Supreme Court sets aside law on Maratha reservation
NEW DELHI: Reservation breaching the 50% limit will create a society based on “caste rule”, held the Supreme Court on Wednesday as it quashed a 2018 Maharashtra law providing quotas for Marathas in jobs and education while also refusing to consider scrapping the 50% ceiling.
The top court also dealt a severe blow to the authority of state governments in identifying backward classes by ruling that after the 2018 amendment in the Constitution, only the central government could notify socially and educationally backward classes (SEBCS).

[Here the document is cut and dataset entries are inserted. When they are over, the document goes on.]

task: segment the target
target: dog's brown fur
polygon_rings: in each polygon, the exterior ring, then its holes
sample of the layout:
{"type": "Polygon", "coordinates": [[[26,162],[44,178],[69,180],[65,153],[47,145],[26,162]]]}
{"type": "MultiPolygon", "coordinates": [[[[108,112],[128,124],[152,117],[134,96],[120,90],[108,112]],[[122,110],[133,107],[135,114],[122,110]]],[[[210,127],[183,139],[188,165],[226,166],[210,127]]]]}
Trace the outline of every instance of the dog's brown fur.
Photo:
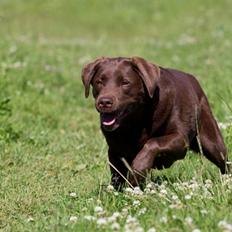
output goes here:
{"type": "MultiPolygon", "coordinates": [[[[90,85],[109,161],[127,176],[124,157],[135,173],[168,168],[188,149],[203,154],[226,172],[227,151],[207,98],[190,74],[143,58],[100,58],[82,71],[86,97],[90,85]]],[[[112,184],[124,179],[111,167],[112,184]]],[[[141,175],[136,175],[141,180],[141,175]]],[[[136,185],[133,177],[132,184],[136,185]]]]}

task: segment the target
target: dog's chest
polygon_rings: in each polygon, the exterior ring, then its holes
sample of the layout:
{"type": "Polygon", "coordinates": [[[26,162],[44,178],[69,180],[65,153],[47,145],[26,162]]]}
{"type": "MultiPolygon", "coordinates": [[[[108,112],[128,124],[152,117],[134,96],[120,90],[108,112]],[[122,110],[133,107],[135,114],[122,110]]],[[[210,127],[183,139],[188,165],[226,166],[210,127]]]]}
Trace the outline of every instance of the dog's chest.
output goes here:
{"type": "Polygon", "coordinates": [[[108,146],[120,156],[135,157],[149,139],[145,128],[139,131],[124,131],[114,135],[105,135],[108,146]]]}

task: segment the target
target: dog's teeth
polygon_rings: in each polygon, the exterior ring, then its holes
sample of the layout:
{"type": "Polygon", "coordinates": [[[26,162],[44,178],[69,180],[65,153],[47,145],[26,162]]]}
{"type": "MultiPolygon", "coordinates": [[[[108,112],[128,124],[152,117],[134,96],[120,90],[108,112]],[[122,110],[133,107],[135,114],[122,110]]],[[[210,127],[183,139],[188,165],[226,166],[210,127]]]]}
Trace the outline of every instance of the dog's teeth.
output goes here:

The interpretation of the 102nd constitutional amendment -- which related to giving constitutional status to the National Commission of Backward Classes -- may impinge on the power of states to provide reservation benefits after separately identifying backward classes, especially at a time when several dominant communities – such as Jats, Patels and Gujjars – are demanding separate quotas.
The judgment on a clutch of petitions was delivered by a fivejudge bench — comprising justices Ashok Bhushan, L Nageswara Rao, S Abdul Nazeer, Hemant Gupta and S Ravindra Bhat — which scrapped the validity of the Maratha quota law that breached the 50% limit.
While all five judges were unanimous in declaring Maratha quota law “unsustainable” and in affirming that the 50% ceiling on total reservation was inviolable, the ruling on depriving states of the power to identify SEBCS came by a majority of 3-2. Justices Bhushan and Nazeer said that states could still have their own list of SEBCS -- a view overruled by the majority.
Underlining that the 50% upper limit as fixed by a ninejudge bench in the Indra Sawhney case (famously known as the Mandal Commission case) in 1992 follows principles of reasonability and equality, the bench unanimously said that “to change the 50% limit is to have a society which is not founded on equality but based on caste rule”.